How to proxy transfer requests

I understand Asterisk is best described as a B2BUA, and not a proxy, but I just want to check if this is possible before I look elsewhere.

Let’s say I have Asterisk1 and Asterisk2. The main box is Asterisk1, with trunks, queues, and a bunch of users registered say 100-105, now Asterisk2, just has a few more users 200-205.

If a call goes from Trunk → Asterisk1 → Asterisk2 - > User 201, and that person wants to transfer the call to (Asterisk1)100 or anyone in Asterisk1 (100-105), how do I do that?

It can be a blanket rule that all transfer are forced down from Asterisk2 to Asterisk1, because the 20X rules map back up.

Are you talking about this:
Trunk → Asterisk1 → Asterisk2 → User 201 → Asterisk2 → Asterisk1 → User 100 ?
Wouldn’t a simple proxy make more sense in this case? In the end you would have 12 RTP streams for a single call.

That’s why I want the Asterisk1 box to perform the transfer, so that the entire leg gets re-established
Trunk → Asterisk1 → Asterisk2 → User 201
then transfer:
Trunk → Asterisk1 → User 101
or even:
Trunk → Asterisk1 → Asterisk2 → User 205

If Asterisk2 is changed to a proxy, yes, this helps, but removes some functionality, and my load in now very heavy on Asterisk1. Part of my strategy is to split out the load for things like transcoding and call recording etc.

Asterisk can de-trombone the media, as long as it doesn’t need to record or examine it itself, but isn’t really designed to de-trombone signalling. Simply make sure direct media is enabled, and you don’t do anything incompatible with it.
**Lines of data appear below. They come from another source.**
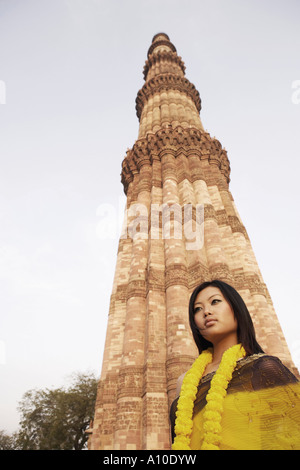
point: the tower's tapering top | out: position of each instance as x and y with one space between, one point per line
161 42
165 83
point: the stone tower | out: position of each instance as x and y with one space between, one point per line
174 165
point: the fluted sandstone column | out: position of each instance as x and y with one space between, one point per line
173 164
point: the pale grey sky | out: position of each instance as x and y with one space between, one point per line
72 70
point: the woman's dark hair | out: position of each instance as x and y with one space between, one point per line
245 331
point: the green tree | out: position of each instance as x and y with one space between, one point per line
7 441
57 419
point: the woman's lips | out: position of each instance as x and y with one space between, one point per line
210 322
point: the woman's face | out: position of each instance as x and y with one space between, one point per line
214 316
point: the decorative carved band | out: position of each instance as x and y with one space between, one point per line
163 56
166 82
190 141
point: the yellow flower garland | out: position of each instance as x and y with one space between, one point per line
215 397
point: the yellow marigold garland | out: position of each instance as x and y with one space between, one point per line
215 397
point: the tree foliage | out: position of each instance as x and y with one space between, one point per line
57 419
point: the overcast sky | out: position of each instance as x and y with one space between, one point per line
70 71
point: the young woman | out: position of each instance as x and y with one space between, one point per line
234 397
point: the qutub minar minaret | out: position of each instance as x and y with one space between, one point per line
173 164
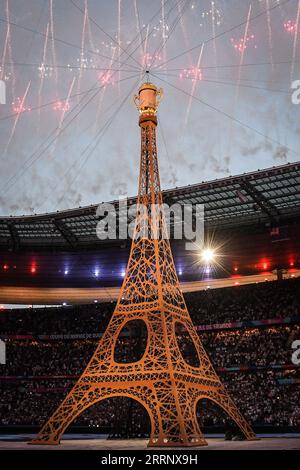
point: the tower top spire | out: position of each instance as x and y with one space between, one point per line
147 101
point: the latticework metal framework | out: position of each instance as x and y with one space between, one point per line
162 381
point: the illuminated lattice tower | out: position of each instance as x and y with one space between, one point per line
162 381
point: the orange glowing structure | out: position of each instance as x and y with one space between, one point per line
162 381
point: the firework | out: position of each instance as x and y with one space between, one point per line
7 51
83 61
213 14
106 78
295 41
63 106
291 27
243 43
18 106
119 42
270 33
53 40
196 76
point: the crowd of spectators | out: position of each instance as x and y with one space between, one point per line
273 299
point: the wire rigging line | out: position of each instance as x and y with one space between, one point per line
103 31
238 121
231 83
253 64
223 33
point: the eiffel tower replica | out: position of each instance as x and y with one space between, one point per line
162 381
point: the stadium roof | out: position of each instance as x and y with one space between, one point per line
264 196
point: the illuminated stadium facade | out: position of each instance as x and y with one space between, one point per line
254 218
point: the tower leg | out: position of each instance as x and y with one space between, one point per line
84 395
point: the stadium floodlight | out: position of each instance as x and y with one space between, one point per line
208 255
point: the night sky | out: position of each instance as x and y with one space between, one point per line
69 132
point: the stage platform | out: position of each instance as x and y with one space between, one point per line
99 442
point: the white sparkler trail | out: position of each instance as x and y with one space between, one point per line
119 42
42 70
213 26
138 29
82 49
53 40
242 56
2 72
9 50
144 61
91 40
65 108
186 43
21 106
270 35
163 31
98 113
295 41
194 84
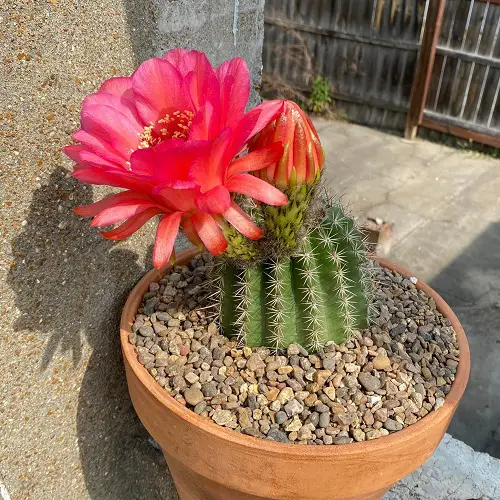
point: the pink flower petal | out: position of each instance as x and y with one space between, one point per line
168 165
124 106
120 212
158 88
209 167
251 123
257 189
131 225
205 125
242 222
210 233
235 90
256 160
176 199
166 234
215 201
191 234
100 147
111 126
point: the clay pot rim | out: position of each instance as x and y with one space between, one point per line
304 452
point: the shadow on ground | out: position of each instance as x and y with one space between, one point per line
70 285
471 286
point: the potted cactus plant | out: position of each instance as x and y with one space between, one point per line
289 332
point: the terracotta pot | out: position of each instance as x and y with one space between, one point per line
208 462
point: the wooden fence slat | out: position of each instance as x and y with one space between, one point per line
420 87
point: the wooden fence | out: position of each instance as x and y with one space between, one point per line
369 51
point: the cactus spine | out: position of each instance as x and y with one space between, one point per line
320 293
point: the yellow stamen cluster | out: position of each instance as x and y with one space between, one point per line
173 126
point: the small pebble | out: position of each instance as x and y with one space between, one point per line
383 379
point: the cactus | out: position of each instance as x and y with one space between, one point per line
285 223
319 294
296 174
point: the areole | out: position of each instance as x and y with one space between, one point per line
209 462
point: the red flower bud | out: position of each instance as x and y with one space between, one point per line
303 156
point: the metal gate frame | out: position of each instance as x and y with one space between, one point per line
421 83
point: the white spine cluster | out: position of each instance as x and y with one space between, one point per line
275 303
241 321
314 300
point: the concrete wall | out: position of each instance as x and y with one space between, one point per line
67 426
221 28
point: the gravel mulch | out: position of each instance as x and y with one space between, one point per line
385 378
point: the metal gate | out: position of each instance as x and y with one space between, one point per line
456 88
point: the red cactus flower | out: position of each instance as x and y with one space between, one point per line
178 97
303 156
185 163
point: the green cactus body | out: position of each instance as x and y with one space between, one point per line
317 295
238 247
285 223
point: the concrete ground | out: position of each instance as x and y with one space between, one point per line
445 205
67 428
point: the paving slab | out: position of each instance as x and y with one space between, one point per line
445 205
67 427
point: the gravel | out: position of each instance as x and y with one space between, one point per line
382 380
It can generate a blind transfer requests, but would require work in the dialplan to try to recognize a transfer, or third party control. It has no support for originating attended transfers.

About how many concurrent calls are we talking? In a larger setup I’d probably first look at a Kamailio setup with some load balancing. But that would also depend on what the PBX is supposed to support.

As David already pointed out, Asterisk can get out of the way under certain circumstances. Let’s say everything is fine and in half a year some outside consultant changes something “minor” and two weeks later the customer notices network problems. I’d say, what you are trying to do is far too risky.

One of the main problems is that Asterisk1 does not have Websocket or WebRTC capabilities, and Asterisk2 would be for the WebRTC clients.

From what I understand a WebRTC media cannot be optimised out because of SDES. My only option then is to have some sort of SIP-to-WebRTC service with Kamailio. I was wondering if there was an Asterisk only way.